Por tudo isso, é urgente estimular crianças, jovens e adultos para que desenvolvam defesas para persistir, imaginar, inventar e criar. Aprender a encarar frustrações, sofrer junto a outras pessoas, sem simplesmente culpar os demais quando algo dá errado (e sempre dá na vida), o que permite a comunicação humana.

Conversar sobre o tema do suicídio é importante, com abordagens sérias de especialistas, rodas de conversa, orientar pais, professores e funcionários para identificar sinais de alerta e encaminhar para o setor de apoio psicopedagógico as pessoas em espiral descendente em termos acadêmicos ou emocionais.

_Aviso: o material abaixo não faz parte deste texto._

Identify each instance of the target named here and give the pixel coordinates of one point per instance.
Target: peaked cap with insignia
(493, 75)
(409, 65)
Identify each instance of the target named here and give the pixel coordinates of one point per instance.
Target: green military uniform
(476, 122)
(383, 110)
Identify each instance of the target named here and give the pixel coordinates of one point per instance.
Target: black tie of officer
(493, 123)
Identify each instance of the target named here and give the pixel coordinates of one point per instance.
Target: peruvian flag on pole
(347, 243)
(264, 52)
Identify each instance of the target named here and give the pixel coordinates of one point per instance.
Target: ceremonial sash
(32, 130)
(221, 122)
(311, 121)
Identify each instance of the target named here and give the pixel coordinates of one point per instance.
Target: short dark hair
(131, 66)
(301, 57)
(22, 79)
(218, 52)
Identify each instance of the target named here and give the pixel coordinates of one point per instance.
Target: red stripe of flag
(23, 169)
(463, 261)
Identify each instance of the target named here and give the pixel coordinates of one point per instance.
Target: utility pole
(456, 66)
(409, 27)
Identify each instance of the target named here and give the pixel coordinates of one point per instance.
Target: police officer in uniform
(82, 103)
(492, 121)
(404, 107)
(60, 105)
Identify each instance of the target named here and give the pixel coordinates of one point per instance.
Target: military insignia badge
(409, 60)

Envolver famílias, escolas, a comunidade, instituições, a sociedade.

Quando for o caso, indicar órgãos e profissionais capacitados, lembrando que buscar ajuda é um sinal de força e não de fraqueza. Não se deve tentar atribuir culpas. O fundamental é não ignorar os sinais e se mostrar disponível a ajudar.

Nossa cultura oferece geralmente como portas de entrada, da passagem da vida infantil para a adolescência, e desta para o mundo adulto, o consumo, as redes sociais onde tudo parece perfeito e acessível, com o gozo mostrado na propaganda, imagens de felicidade, bebidas etc.

Crianças e jovens são um grande potencial do mercado. Instrumentos como leitura, informação, arte, cultura, política e trabalho social podem torná-los críticos em relação às facetas dessa sociedade, esse “mundo líquido”, em que nada é feito para durar, para ser sólido, conforme expressão cunhada pelo sociólogo e pensador Zygmunt Bauman.

A escola e a universidade não podem assumir o papel de clínica psiquiátrica, mas sim ser parte de uma extensa rede de proteção aos jovens, que precisa envolver as famílias, sistema público de saúde, a sociedade e muita informação e prevenção. Essa rede de proteção deve oferecer saídas para os sentimentos de frustração com a própria vida, de não pertencimento, da pressão social pelo sucesso a qualquer preço, pelo corpo perfeito, o bullying, a depressão, a desesperança em relação ao futuro, o desemprego, a violência, que se abatem sobre toda a sociedade, mas se aprofundam na adolescência.

Vínculos sociais fortes são fator de proteção importante, mesmo em situações de extremo sofrimento. Precisamos mostrar que há razões para viver. Construir esses caminhos para ver estrelas. Sem esperar o paraíso na Terra, usar lucidez e coragem para melhorar o mundo. Todos juntos.